In this special guest feature from Scientific Computing World, Robert Roe explains how OpenCL may make FPGAs an attractive option.
In January 2015, FPGAs took a step closer to the mainstream of high-performance computing with the announcement that Xilinx’s development environment for systems and software engineers, SDAccel, had been certified as conforming to the OpenCL standard for parallel programming of heterogeneous systems.
Over the past few years, high-performance computing (HPC) has become used to heterogeneous hardware, principally mixing GPUs and CPUs, but now, with both major FPGA manufacturers in conformance with the OpenCL standard, the door is effectively open for the wider use of FPGAs in high-performance computing.
The changing landscape of HPC, with the move towards data-centric computing, could favour FPGAs with very high I/O throughput.

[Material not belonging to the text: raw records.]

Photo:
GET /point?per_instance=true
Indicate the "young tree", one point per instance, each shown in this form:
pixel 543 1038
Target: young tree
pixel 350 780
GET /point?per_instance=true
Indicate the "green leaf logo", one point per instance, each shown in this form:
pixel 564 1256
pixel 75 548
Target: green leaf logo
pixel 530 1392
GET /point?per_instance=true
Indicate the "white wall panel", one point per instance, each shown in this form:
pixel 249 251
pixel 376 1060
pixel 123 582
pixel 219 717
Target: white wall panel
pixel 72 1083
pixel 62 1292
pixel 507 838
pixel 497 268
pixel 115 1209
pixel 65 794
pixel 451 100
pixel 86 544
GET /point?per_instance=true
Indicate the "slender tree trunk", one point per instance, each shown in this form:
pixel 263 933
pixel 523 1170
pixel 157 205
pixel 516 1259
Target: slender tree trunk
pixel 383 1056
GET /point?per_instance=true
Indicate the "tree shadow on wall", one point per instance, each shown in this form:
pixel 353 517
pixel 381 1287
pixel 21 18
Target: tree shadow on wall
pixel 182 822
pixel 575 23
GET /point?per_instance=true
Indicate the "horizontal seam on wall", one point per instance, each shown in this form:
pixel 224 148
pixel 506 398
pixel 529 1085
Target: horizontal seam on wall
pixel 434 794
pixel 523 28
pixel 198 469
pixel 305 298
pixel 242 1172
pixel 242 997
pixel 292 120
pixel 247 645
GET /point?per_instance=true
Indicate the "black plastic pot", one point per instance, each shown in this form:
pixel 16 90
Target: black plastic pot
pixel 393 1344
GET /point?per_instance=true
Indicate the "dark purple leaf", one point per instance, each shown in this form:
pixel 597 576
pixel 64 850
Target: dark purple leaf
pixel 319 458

However, it remains to be seen if FPGAs will be used as an accelerator or if supercomputers might be built using FPGA as the main processor technology.
One of the attractions of FPGAs is that they consume very little power but, as with GPUs initially, the barrier to adoption has been the difficulty of programming them. Manufacturers and vendors are now releasing compilers that will optimise code written in C and C++ to make use of the flexible nature of FPGA architecture.
Easier to program
Mike Strickland, director of the computer and storage business unit at Altera said: “The problem was that we did not have the ease of use, we did not have a software-friendly interface back in 2008. The huge enabler here has been OpenCL.”
Larry Getman, VP of strategic marketing and planning at Xilinx said: ‘When FPGAs first started they could do very basic things such as Boolean algebra and it was really used for glue logic. Over the years, FPGAs have really advanced and evolved with more hardened structures which are much more specialised.’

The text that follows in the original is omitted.